The Party

It started at 1pm the party, just 4 of us and my voice coming and going. Despite everything we were having a laugh. I can’t even say what started it or what was even said, I wasn’t even drunk, but it’s all a blur now.

Suddenly I was sitting on my own in the garden smoking after more than 10 years. She was crying and in someone else’s bed, then I was watching Fright Night while standing alone waiting for a taxi. All the while receiving texts to ‘please go’.

I eventually did and came home and sobbed for hours curled up in as small a ball as I could get. Then I lay all night listening to my heart beating and wondering if this was the rest of my life, all alone. Boxing day 5 years and 1 day after she asked me to marry her we were both very broken. She came home and then began the onslaught. What had she done, what was going to happen next, what a waste….

I sat and said not very much, I was exhausted and just wanted to sleep and couldn’t. I nodded off a few times until she lay on the opposite couch and lay staring at me! I get it I really do, I’ve hurt her, but where has she been when it’s been so bad I’ve been crying on buses. She cried and sobbed and then sobbed a lot more all day. Even in the bedroom I could hear her, it was heart wrenching and I can’t do it again today.

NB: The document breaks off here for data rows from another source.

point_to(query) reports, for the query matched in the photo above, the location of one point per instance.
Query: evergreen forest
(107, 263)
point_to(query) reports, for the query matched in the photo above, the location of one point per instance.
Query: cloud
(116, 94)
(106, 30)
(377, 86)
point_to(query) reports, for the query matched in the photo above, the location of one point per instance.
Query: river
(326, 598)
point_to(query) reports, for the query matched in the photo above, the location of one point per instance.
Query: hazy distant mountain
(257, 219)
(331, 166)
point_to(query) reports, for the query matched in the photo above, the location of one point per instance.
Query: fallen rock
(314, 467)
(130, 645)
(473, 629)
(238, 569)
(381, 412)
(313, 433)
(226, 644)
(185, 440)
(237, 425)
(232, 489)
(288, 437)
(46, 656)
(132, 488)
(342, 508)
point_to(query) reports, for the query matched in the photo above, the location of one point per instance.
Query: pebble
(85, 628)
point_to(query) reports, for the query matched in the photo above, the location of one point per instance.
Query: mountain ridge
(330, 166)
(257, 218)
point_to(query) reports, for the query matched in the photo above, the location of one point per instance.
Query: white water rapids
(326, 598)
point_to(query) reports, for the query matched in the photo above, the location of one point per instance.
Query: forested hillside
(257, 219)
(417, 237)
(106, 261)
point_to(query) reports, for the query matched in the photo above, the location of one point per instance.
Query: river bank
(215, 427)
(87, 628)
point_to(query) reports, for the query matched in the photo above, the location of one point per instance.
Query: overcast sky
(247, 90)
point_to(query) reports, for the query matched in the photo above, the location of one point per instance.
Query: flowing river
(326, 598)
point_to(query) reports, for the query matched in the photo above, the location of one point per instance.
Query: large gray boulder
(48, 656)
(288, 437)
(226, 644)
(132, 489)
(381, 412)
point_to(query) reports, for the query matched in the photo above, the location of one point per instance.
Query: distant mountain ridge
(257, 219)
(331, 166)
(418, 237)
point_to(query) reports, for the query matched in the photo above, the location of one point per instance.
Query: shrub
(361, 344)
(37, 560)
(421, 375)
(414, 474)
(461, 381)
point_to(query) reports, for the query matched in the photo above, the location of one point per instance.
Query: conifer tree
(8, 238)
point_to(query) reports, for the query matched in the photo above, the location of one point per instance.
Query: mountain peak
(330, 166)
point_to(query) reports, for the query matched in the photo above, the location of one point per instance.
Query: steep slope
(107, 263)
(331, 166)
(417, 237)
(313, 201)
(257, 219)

I’m in one of the spare rooms now and hear her up with the kettle on, she was meant to go back to work today and hasn’t! I can’t heal her pain and make it all better I don’t love her anymore. I need other things as does she. I need a Mistress, she needs a lover, neither of us fit each other any more. How sad is that?!

And now? Now she is texting me saying she would be better off dead! How do I deal with that, how do I deal with all her anger. She thinks I’ve stolen everything from her.